Both MEMRI and MRS have been shown to be very promising methods for evaluating hippocampal damage, which is important to prevent during radiation therapy. A variety of measures have been attempted to minimize the radiation dose to the hippocampus in clinical trials. A phase III clinical trial (NRG Oncology CC001, NCT02360215) showed that combined treatment with hippocampal avoidance whole-brain radiotherapy (HA-WBRT) and memantine was better than combined treatment with WBRT plus memantine in preserving cognitive function and patient-reported symptoms in patients with brain metastases [45]. The second ongoing phase III trial, NRG Oncology-CC003 (NCT02635009), is assessing the effects of WBRT with or without HA-WBRT in treating patients with limited-stage or extensive-stage small-cell lung cancer. In addition, because radiation may increase antigen presentation and promote the abscopal effect, several clinical trials (NCT02648633, STERIMGLI -NCT02866747, etc.) are underway to examine the efficacy of checkpoint inhibitors in combination with radiation therapy in recurrent glioblastoma [46]. We expect these trials of combination therapy to show synergistic effects, thereby minimizing the brain radiation dose and reducing adverse effects.

Several limitations of this study should be noted. First, we did not use a lower dose of radiation or observe the effects at an earlier time point, which may be why we did not find a change in inflammasomes.
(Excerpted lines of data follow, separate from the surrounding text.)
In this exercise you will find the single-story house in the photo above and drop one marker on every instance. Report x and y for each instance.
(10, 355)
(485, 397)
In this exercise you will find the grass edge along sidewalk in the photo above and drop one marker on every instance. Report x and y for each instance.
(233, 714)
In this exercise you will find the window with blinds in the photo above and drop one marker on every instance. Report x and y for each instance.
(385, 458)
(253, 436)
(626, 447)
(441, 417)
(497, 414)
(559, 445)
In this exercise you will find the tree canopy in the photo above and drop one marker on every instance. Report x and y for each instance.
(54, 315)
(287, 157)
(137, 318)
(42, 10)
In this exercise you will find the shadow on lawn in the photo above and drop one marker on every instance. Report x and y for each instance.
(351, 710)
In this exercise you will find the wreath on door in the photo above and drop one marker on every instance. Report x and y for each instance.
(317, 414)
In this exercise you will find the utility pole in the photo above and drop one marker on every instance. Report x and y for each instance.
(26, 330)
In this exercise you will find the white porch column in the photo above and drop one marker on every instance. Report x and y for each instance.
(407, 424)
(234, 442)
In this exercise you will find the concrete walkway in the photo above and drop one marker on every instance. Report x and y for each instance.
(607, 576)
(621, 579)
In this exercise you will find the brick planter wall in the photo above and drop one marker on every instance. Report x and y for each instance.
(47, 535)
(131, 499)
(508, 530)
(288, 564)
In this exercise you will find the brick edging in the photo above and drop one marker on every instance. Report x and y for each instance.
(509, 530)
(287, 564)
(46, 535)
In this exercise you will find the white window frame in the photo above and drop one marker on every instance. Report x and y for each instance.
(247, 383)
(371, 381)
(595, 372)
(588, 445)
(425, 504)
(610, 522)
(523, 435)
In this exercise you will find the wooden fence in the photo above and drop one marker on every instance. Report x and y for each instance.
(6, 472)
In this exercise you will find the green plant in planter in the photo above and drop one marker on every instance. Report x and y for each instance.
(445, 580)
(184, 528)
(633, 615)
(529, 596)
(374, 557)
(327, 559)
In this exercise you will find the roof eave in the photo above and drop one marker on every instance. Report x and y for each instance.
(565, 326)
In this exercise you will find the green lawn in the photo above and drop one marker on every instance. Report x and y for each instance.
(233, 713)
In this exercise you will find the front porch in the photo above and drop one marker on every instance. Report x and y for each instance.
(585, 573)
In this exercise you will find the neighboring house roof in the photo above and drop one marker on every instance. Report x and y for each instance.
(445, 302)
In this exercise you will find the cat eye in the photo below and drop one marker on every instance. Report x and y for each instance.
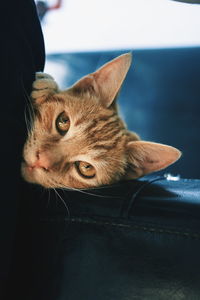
(85, 169)
(62, 123)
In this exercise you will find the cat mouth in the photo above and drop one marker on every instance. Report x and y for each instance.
(32, 174)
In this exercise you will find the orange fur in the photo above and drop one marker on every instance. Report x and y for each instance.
(96, 134)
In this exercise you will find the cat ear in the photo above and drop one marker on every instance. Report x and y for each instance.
(147, 157)
(106, 81)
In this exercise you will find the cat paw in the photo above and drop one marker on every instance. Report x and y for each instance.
(43, 86)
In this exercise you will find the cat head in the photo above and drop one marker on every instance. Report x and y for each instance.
(77, 138)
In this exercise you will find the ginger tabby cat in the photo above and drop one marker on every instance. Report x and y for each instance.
(77, 138)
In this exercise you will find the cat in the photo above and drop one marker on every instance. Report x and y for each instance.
(78, 140)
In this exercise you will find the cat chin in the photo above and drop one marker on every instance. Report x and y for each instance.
(33, 176)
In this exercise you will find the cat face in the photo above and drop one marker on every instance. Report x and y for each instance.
(77, 138)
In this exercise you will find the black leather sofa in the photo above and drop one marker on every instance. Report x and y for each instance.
(134, 240)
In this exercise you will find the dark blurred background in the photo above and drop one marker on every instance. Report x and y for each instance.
(160, 98)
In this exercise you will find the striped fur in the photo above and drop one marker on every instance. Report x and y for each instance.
(96, 134)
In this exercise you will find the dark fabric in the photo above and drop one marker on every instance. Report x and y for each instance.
(22, 54)
(134, 240)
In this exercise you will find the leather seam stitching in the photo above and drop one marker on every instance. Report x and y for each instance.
(130, 226)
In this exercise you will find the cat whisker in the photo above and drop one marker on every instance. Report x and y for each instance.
(67, 208)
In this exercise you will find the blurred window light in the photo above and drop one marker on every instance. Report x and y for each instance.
(92, 25)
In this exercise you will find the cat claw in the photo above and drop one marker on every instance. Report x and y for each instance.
(43, 86)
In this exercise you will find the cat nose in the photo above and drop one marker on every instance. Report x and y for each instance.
(42, 162)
However, our study indicated that inflammasome activation and pyroptosis may be related to radiation dose and observation timepoint but are not long-term consequences. Second, we did not perform a comparative study on different subregions of the hippocampus. Different subregions may have different radiosensitivity and different outcomes. In the future, using ultrahigh magnetic field MRI, such as 7 T or higher, may be a better strategy to study the effects of clinical doses and examine different subregions in the hippocampus. Third, we only studied changes in the acute phase and early-delayed phase but not in the chronic stage, and the changes in the chronic stage may be different.

Conclusion

This study found that apoptosis, but not inflammasome activation or pyroptosis, plays a major role in the acute and early-delayed phases after RIBI at specific doses and that cell apoptosis can be detected by MEMRI. MRS is an important supplement to MEMRI, and the combination of the two can better evaluate changes in apoptosis after radiation injury.